Requires Python 2.7.5+ or Python 3
This repository contains the training data for CLEF eHealth Task 2, the TAR track. http://clef-ehealth.org/
Along with the extracted data and scripts to process it.
In scripts, there is the evaluation script called, tar_eval.py
From the base directory you can evaluate the pubmed output order (held in results/pubmed.res)

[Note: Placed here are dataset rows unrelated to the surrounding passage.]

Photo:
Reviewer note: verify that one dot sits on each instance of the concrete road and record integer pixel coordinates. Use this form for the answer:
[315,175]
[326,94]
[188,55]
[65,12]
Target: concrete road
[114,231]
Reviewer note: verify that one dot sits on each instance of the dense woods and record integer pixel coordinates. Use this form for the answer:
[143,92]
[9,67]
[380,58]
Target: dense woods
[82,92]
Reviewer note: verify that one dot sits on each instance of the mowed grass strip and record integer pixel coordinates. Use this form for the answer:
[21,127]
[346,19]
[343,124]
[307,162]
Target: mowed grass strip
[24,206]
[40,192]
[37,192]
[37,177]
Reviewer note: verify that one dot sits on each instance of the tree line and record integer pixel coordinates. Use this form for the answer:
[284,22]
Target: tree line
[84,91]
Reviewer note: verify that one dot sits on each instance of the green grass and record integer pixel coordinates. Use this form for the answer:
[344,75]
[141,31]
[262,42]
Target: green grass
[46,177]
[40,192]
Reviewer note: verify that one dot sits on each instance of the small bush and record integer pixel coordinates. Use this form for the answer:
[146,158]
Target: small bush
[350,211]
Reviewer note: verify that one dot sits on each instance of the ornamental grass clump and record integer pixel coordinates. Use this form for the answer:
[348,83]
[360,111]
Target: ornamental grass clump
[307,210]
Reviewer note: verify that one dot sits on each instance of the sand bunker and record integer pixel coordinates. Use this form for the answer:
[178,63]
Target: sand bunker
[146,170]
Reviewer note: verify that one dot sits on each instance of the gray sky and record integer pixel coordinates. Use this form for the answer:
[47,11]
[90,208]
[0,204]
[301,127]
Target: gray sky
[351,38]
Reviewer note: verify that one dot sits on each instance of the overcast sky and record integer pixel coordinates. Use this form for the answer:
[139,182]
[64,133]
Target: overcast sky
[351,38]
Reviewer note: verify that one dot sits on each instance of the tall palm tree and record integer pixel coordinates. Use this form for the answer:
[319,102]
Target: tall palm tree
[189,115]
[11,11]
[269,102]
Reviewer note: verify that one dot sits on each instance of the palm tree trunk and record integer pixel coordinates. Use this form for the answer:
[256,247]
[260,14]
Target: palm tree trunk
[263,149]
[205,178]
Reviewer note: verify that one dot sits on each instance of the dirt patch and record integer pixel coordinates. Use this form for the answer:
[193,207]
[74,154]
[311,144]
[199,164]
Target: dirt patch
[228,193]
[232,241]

python scripts/tar_eval.py training/qrels/qrels_abs_train training/results/pubmed.res
In pubmed.res we have ordered the documents for each topic randomly. we have also created pubmed.t1000.res and pubmed.t100.res which includes a threshold at 1000 and 100, respectively. You can also evaluate these to see how they perform.
python scripts/tar_eval.py training/qrels/qrel_abs_train training/results/pubmed.t1000.res
ALL topic_id ALL
ALL num_docs 149405
ALL num_rels 2804
ALL num_shown 149095
ALL num_feedback 0
ALL rels_found 2494
ALL last_rel 6947.4
ALL wss_100 0.0
ALL wss_95 -0.006
ALL NCG@10 0.086
ALL NCG@20 0.19
ALL NCG@30 0.273
ALL NCG@40 0.352
ALL NCG@50 0.443
ALL NCG@60 0.524
ALL NCG@70 0.618
ALL NCG@80 0.701
ALL NCG@90 0.798
ALL NCG@100 0.815
ALL total_cost 7454.75
ALL total_cost_uniform 7462.849
ALL total_cost_weighted 7485.214
ALL norm_area 0.416
ALL ap 0.038
ALL r 0.812
ALL loss_e 0.337
ALL loss_r 0.061
ALL loss_er 0.398
The script create_new_run.py takes a result file, and a fixed rank threshold, and converts all actions after the rank to NS - i.e. not shown. tar_eval.py then ignores those documents
For example, we can create a threshold so that the user stops after 1000 documents
python scripts/create_new_run.py training/results/pubmed.res 1000 > training/results/pubmed.t1000.res
Ok, pretty crude - but gives us some test data.
Given the CLEF TAR topic file which contains, the topic id, title, query and the pids, this script parses the CLEF Tar topic file and extracts out the different parts. e.g.
python scripts/extract_parts_from_topic.py training/topic_train/14
This will create several files.
CD009593.title
CD009593.topicid
CD009593.pids
You can customise the format of the *.pids file, with topic_id and doc_id, or in TREC results format.